Many investors fall into the trap of thinking that they need to first save in order to invest. But this is not the case. Many investment houses offer low minimum investment amounts. An investment from the get-go with a debit order may result in better returns over the long term.
Bekithemba Mafulela, a strategic markets specialist at Allan Gray, explains how a debit order can get you started on your investment journey.
“If, for example, you had invested P500 in the Allan Gray Balanced Fund over a 40-month rolling period by way of a debit order, you would have earned more than by saving for a lump sum of P20 000 in a bank account over the same period,” says Mafulela.
You may get more units when you use a debit order
When you invest, you are essentially buying units. The price of the units varies from day to day. A lump sum payment gets you only that day’s price, which may be high and means you get fewer units. But timing the market perfectly is very difficult to do and waiting for the right moment to invest can mean you miss out on the compounding benefits of being in the market: each month you put off investing waiting for the perfect moment is a lost opportunity.

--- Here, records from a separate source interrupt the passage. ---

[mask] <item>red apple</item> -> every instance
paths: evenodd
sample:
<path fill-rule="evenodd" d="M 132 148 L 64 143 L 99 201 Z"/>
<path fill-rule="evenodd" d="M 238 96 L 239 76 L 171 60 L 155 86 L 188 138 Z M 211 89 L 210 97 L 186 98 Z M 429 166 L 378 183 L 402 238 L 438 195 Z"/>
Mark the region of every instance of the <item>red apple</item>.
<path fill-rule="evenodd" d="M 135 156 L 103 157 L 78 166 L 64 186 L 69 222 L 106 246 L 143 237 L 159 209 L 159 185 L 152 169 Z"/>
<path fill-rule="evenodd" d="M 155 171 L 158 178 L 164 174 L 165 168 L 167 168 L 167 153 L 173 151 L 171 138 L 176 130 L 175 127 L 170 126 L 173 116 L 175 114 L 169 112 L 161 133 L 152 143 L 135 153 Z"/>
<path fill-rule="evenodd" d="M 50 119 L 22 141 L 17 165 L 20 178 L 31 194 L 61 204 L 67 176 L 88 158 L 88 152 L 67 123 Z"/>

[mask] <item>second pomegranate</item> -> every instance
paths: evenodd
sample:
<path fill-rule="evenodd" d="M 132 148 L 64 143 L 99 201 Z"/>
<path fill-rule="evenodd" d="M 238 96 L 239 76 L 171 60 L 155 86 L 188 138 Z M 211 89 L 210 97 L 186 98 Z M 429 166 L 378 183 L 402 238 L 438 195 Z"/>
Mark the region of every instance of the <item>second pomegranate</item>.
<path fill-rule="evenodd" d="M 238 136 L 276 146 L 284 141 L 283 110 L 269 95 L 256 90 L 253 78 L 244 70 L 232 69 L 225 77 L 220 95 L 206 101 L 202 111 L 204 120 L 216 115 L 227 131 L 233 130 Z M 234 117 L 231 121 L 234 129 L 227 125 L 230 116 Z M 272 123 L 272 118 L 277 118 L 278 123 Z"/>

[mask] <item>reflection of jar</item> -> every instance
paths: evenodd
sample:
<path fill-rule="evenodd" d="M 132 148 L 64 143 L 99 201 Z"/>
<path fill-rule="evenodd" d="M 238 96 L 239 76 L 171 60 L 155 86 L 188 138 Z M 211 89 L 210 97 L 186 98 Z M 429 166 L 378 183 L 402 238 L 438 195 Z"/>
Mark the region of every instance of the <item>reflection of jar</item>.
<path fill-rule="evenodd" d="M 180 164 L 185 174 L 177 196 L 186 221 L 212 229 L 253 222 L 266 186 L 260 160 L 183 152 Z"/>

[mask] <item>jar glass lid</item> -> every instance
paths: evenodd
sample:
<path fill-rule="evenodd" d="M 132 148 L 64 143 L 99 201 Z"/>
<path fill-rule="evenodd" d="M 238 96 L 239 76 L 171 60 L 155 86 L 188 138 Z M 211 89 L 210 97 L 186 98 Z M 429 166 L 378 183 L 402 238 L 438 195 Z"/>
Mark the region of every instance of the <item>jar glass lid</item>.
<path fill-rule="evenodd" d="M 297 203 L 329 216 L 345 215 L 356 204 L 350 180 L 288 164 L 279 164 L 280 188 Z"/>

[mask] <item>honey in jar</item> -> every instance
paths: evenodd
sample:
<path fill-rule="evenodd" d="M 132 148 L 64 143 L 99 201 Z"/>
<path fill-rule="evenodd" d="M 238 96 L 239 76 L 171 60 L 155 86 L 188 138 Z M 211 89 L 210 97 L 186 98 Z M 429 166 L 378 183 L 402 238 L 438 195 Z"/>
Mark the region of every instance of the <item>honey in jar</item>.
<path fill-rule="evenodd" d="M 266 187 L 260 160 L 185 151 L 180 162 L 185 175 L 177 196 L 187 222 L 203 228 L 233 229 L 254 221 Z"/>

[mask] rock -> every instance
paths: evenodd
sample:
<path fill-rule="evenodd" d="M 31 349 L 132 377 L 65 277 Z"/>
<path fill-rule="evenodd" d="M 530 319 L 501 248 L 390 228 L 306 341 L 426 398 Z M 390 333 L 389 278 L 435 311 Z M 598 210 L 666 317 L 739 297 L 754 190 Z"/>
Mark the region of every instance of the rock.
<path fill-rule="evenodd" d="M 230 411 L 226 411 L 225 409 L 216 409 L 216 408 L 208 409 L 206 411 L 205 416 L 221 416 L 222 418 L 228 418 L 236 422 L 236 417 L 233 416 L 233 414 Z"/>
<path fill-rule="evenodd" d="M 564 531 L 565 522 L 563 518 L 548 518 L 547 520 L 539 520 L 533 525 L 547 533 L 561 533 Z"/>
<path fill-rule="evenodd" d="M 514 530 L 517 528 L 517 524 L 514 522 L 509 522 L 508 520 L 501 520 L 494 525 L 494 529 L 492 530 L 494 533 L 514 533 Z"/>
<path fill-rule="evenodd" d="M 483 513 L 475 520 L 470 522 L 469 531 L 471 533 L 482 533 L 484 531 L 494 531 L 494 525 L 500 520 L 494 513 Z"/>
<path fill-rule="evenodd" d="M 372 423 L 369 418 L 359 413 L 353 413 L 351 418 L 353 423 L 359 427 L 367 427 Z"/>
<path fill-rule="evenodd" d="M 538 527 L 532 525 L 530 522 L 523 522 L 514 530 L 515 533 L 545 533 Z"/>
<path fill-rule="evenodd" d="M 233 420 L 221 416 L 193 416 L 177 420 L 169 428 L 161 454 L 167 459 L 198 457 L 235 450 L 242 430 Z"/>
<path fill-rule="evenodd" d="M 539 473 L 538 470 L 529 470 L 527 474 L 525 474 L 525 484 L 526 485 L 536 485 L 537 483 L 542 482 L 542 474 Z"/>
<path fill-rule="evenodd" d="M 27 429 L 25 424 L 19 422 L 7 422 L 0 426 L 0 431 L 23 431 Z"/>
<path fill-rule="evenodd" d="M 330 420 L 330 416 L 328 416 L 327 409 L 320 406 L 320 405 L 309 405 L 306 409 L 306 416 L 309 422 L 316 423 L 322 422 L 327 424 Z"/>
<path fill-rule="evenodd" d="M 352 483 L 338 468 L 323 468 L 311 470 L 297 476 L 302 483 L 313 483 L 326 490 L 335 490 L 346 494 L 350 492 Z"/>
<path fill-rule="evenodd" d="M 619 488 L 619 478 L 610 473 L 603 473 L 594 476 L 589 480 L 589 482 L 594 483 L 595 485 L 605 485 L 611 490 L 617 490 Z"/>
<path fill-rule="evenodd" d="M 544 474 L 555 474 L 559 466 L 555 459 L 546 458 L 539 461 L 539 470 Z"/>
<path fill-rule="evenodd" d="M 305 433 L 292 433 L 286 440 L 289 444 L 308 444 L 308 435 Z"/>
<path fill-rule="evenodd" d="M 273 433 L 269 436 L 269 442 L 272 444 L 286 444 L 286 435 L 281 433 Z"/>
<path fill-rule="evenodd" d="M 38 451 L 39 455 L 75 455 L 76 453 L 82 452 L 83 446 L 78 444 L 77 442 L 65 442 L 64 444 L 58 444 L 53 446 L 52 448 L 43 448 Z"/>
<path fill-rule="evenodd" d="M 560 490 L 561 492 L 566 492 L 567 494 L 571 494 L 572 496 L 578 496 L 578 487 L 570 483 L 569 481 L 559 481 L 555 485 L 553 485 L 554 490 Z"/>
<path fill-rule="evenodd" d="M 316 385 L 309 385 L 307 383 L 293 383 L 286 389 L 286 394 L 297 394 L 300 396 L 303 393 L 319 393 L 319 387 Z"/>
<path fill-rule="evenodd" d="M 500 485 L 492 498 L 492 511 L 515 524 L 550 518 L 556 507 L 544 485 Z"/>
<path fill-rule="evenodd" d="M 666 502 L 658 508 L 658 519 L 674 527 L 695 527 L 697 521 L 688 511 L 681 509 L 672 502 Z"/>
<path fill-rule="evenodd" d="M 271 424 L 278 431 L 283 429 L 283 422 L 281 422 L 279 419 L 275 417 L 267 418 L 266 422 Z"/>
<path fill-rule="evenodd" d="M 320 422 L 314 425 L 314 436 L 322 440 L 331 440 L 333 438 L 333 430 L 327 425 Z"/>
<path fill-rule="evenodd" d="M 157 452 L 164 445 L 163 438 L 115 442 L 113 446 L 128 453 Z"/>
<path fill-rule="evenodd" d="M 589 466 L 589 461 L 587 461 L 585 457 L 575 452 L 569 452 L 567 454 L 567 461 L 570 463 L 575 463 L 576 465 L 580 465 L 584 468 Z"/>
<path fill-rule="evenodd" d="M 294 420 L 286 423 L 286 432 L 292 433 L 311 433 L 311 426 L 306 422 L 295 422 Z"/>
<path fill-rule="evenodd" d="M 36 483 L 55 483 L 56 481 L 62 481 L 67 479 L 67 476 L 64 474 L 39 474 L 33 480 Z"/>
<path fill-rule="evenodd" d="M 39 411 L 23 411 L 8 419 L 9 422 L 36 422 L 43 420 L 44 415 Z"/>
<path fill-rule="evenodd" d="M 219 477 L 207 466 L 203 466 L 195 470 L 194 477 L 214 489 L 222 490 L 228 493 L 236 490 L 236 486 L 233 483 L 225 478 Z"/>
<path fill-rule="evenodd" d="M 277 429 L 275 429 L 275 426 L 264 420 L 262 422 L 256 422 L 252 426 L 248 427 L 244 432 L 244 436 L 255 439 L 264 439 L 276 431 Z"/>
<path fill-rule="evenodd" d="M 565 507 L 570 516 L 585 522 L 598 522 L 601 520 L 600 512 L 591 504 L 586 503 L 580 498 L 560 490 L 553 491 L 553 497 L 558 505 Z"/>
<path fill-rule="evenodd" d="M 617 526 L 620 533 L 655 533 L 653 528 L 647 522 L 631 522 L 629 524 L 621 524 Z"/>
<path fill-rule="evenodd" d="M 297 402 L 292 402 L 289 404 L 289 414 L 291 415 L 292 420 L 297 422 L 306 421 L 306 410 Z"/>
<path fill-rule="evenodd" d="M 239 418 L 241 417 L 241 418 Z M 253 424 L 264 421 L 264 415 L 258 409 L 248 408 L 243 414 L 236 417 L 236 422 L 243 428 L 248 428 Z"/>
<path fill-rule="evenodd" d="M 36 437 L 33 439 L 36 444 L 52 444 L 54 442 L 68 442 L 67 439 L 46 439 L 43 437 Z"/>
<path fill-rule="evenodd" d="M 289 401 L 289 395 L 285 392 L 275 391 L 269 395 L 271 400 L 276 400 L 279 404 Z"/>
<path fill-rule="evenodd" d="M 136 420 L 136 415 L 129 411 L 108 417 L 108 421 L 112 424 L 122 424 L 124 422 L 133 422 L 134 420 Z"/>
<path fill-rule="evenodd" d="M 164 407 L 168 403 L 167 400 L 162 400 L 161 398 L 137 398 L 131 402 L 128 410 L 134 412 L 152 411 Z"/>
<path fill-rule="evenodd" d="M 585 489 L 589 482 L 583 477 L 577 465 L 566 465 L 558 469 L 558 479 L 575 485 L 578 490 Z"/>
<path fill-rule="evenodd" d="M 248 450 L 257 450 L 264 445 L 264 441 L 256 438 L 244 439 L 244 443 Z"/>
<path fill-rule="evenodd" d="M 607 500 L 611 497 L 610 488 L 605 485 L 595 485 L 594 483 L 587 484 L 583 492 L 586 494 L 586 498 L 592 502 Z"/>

A debit order solves this problem by allowing you to get the average price of all the months you invest, which is called rand-cost averaging. When you use a debit order, you sometimes pay a high price when the fund is doing well, and you get fewer units, and sometimes you pay a low price, and you get more units. Over time, you pay the average price.
Building a habit and taking emotion out of it
Using a debit order takes the emotion out of your decision-making. You don’t have to think about it or start the investment process again. You need to maintain your debit order – but the habit of investing builds up automatically and over time your budget adjusts. If you need to make changes in your investment, such as when you receive a bonus, you can also make a once-off additional contribution or change your debit order.
The most important thing to remember is that the best time to start your investment is now. Trying to accumulate a lump sum may mean that you miss out on returns in the long term.